Most helpful customer reviews
0 of 0 people found the following review helpful.
Information dense
By Sharlene Kenyon
Devitt completes a thorough and interesting discussion of genre theory. A great deal of information but some chapters are overwhelming with information.
0 of 4 people found the following review helpful.
Elementary, dull, and repetitive.
By LD
This is an ambitious, yet poorly written monograph. Devitt's overuse of the term "genre" bludgeons the reader, and her assertions of the manner in which genre dictates certain aspects of how we see the world and organize our experiences borders on the obvious. Anyone familiar with the way in which signs and signifying chains are linked together are already familiar with this concept. For those indoctrinated in a Lacanian framework, she waters down the manner in which the symbolic functions by replacing the Law of the Father in the symbolic with genre sets and other subdivisions of how genres are grouped and ordered. Her claim that genre is at the nexus of the individual and the social is perhaps the point I disagree with most. Her concept of the individual is purely hinged upon the social/ public individual as defined in that space; however, she neglects the private, internalize subjectivity which the subject uniquely experiences. While some might claim that blogs, social media pages, and other narratives will fit into genres and thus cover that internalize experience, she neglects the affective investment in language that is inseparable and impossible to convey to another subject. We can read traces of another and individually re-invest in those signs as we have read and assimilated them. While some may assert that that individualized experience escapes this realm of writing, neglecting the relationship between the subject and their relationship to language escapes the area between the thought and the expression. She never deals with first person, second person, or third person narratives, and how that affects the writer in its articulation. She never addresses the genre of stream of consciousness and what it aims to do or signifiy in relation to the subject's experience. We can read about experiences and compare them to our own, but we never can feel the experience of another outside of the language used. It's always a feigned unicity of discourse.

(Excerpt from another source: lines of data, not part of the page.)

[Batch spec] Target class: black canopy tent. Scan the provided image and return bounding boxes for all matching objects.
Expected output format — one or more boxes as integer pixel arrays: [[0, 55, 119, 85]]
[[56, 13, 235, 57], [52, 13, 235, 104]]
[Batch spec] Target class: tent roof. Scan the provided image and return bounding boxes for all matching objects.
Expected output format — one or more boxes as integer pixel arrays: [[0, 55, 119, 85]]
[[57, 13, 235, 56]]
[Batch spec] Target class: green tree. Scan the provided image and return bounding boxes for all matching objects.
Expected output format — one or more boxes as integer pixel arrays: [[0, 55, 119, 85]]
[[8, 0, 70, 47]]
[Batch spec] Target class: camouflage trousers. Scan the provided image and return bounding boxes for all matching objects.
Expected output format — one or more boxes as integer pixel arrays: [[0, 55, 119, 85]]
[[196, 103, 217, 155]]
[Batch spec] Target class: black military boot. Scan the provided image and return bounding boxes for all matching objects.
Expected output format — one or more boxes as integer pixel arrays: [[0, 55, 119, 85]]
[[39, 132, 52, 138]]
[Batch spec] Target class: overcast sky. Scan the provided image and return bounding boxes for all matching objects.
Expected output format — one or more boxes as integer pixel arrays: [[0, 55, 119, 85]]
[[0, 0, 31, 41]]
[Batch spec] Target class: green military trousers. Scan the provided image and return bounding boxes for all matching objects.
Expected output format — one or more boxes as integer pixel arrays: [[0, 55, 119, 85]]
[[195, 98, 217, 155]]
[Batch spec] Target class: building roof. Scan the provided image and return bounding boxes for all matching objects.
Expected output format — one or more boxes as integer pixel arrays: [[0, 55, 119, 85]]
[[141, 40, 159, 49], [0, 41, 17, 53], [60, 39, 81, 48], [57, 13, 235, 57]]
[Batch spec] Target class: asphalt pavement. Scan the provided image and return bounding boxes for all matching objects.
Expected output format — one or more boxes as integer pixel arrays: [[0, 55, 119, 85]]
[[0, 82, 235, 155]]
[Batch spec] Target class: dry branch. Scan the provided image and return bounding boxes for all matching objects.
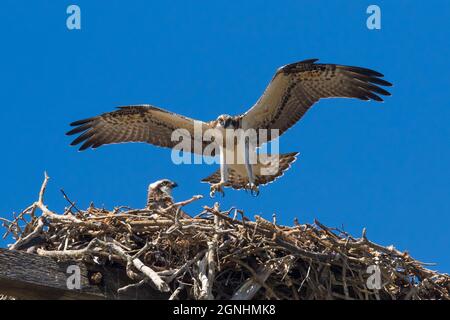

While those more indoctrinated in genre theory might find this text useful, I found (and several of my colleagues) that the writing was poor, dull, and at times, painfully overwritten and obvious. It reads not only like bad academia, but also as an attempt to bolster the significance of an idea that is rather elementary. Her lack of focus on classic rhetorical philosophy also hinders her ties to the manner in which discourse works, and also how truth and authenticity is situated. There is no mention of Cicero, Quintilian, or Artistotle. Her focus on the social identity of the subject within the realm of genre theory makes sense, but again, is elementary. She doesn't address where writing fails, and for me, that is where the most fascinating work of a subject's experience occurs. What happens when white-space in inscribed, as it is in Shakespeare? What of Joyce's gnomon and his "." at the end of the 17th chapter of Ulysses? Her focus (as well as her admission that many of her ideas never much further research) make this feel like an unfinished project with either easily proved theses, or with ideas conveniently left out because of their ability to unravel claims in her work.
Unless you are very much into genre theory, this may be for you. I am not a fan of, nor am I interested in genre theory (as this was my first taste of it). This book was not for me. If I had a wobbly table, and I needed a book to put under a leg to stabilize that table, I would not use this book, for I believe that it is useless in any and all applications.